In the absence of diagnostic and mechanistic certainty, treatment decisions are not data-guided and practice can vary by institution. Standard management of cardiac failure and methods for restoration of perfusion are indicated, including inotrope administration (weighing benefits versus risk, eg of tachyarrhythmia), and careful attention to need for a mechanical circulatory support strategy (like VA-ECMO). Multiple institutions are employing their own local protocols for supplemental immunomodulatory treatments, including experimental anti-inflammatory therapies (i.e. tocilizumab) for possible inflammatory/cytokine-related cardiomyopathy. Other institutions are using corticosteroids (noting that current WHO and CDC recommendations are to avoid corticosteroids in viral pneumonia due to COVID-19 unless there is an alternative indication) and intravenous immunoglobulin. Potential therapies will be the subject of a future FLARE episode, and as data on etiopathogenesis is generated we will revisit that topic as well.


References

  1. Alhogbani, T. (2016). Acute myocarditis associated with novel Middle east respiratory syndrome coronavirus. Ann. Saudi Med. 36, 78–80.
  2. Arentz, M., Yim, E., Klaff, L., Lokhandwala, S., Riedo, F.X., Chong, M., and Lee, M. (2020). Characteristics and Outcomes of 21 Critically Ill Patients With COVID-19 in Washington State. JAMA.

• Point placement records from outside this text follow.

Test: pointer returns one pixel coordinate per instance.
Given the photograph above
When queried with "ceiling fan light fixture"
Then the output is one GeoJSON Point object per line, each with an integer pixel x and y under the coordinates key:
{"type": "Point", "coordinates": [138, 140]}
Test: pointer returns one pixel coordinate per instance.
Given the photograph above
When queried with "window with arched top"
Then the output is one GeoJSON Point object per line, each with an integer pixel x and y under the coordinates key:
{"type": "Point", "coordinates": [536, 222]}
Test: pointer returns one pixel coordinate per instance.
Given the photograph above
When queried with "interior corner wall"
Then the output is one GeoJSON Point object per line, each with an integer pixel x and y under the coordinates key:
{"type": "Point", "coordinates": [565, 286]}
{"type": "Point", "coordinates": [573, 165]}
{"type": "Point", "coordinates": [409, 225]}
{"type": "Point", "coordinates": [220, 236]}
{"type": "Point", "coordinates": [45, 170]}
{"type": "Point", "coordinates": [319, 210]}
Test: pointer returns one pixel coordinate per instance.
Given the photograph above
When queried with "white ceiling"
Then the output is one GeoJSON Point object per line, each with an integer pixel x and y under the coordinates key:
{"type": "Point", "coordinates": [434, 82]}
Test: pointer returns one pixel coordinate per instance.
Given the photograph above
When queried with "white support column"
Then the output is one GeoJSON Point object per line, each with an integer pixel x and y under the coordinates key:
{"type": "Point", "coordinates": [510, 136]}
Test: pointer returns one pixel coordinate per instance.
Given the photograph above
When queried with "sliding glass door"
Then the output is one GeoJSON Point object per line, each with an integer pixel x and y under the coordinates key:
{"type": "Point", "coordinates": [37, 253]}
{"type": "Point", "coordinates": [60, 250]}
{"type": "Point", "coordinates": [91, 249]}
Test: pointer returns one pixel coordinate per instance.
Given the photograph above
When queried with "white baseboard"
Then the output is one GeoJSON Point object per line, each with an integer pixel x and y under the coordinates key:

  3. Driggin, E., Madhavan, M.V., Bikdeli, B., Chuich, T., Laracy, J., Bondi-Zoccai, G., Brown, T.S., Nigoghossian, C.D., Zidar, D.A., Haythe, J., et al. (2020). Cardiovascular Considerations for Patients, Health Care Workers, and Health Systems During the Coronavirus Disease 2019 (COVID-19) Pandemic. J. Am. Coll. Cardiol.
  4. Hu, H., Ma, F., Wei, X., and Fang, Y. (2020). Coronavirus fulminant myocarditis saved with glucocorticoid and human immunoglobulin. Eur. Heart J.

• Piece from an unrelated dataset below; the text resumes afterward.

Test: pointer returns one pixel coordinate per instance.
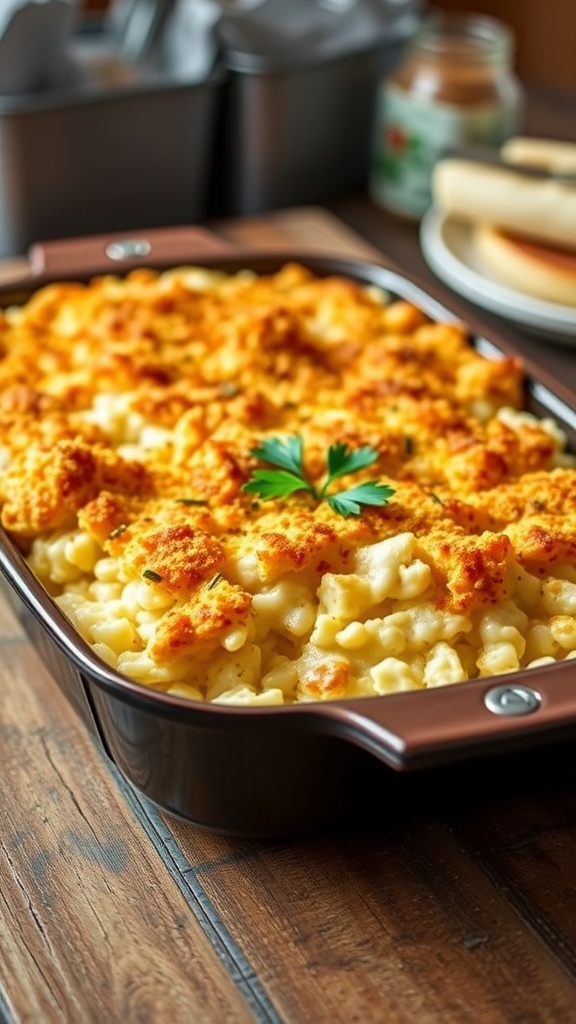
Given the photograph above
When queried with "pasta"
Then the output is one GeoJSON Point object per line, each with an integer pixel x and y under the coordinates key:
{"type": "Point", "coordinates": [130, 412]}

  5. Inciardi, R.M., Lupi, L., Zaccone, G., Italia, L., Raffo, M., Tomasoni, D., Cani, D.S., Cerini, M., Farina, D., Gavazzi, E., et al. (2020). Cardiac Involvement in a Patient With Coronavirus Disease 2019 (COVID-19). JAMA Cardiol.
  6. Madjid, M., Safavi-Naeini, P., Solomon, S.D., and Vardeny, O. (2020). Potential Effects of Coronaviruses on the Cardiovascular System: A Review. JAMA Cardiol.

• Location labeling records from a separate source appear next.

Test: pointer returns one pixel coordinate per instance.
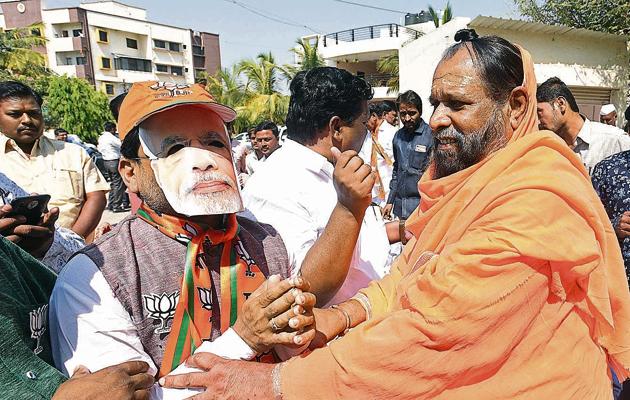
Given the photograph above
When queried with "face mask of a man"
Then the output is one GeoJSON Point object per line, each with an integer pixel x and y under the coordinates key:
{"type": "Point", "coordinates": [195, 181]}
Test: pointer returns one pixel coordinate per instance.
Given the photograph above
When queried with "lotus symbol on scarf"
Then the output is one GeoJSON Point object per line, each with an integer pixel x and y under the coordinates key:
{"type": "Point", "coordinates": [205, 298]}
{"type": "Point", "coordinates": [161, 307]}
{"type": "Point", "coordinates": [38, 320]}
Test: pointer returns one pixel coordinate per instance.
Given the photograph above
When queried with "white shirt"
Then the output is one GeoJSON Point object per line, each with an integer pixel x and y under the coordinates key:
{"type": "Point", "coordinates": [109, 146]}
{"type": "Point", "coordinates": [89, 326]}
{"type": "Point", "coordinates": [293, 191]}
{"type": "Point", "coordinates": [252, 162]}
{"type": "Point", "coordinates": [596, 141]}
{"type": "Point", "coordinates": [386, 134]}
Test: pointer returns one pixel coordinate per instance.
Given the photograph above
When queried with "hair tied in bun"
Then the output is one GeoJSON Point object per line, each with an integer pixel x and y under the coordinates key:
{"type": "Point", "coordinates": [466, 35]}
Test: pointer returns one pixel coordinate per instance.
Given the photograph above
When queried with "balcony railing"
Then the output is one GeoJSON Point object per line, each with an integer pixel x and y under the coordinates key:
{"type": "Point", "coordinates": [377, 79]}
{"type": "Point", "coordinates": [370, 32]}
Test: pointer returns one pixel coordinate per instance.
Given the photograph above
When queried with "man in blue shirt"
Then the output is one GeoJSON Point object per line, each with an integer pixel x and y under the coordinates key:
{"type": "Point", "coordinates": [412, 149]}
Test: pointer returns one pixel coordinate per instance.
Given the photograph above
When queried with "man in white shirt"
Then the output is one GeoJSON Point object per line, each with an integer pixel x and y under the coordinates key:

  7. Oudit, G.Y., Kassiri, Z., Jiang, C., Liu, P.P., Poutanen, S.M., Penninger, J.M., and Butany, J. (2009). SARS-coronavirus modulation of myocardial ACE2 expression and inflammation in patients with SARS. Eur. J. Clin. Invest. 39, 618–625.
  8. Ruan, Q., Yang, K., Wang, W., Jiang, L., and Song, J. (2020). Clinical predictors of mortality due to COVID-19 based on an analysis of data of 150 patients from Wuhan, China. Intensive Care Med.
  9. Xu, Z., Shi, L., Wang, Y., Zhang, J., Huang, L., Zhang, C., Liu, S., Zhao, P., Liu, H., Zhu, L., et al. (2020). Pathological findings of COVID-19 associated with acute respiratory distress syndrome. Lancet Respir Med.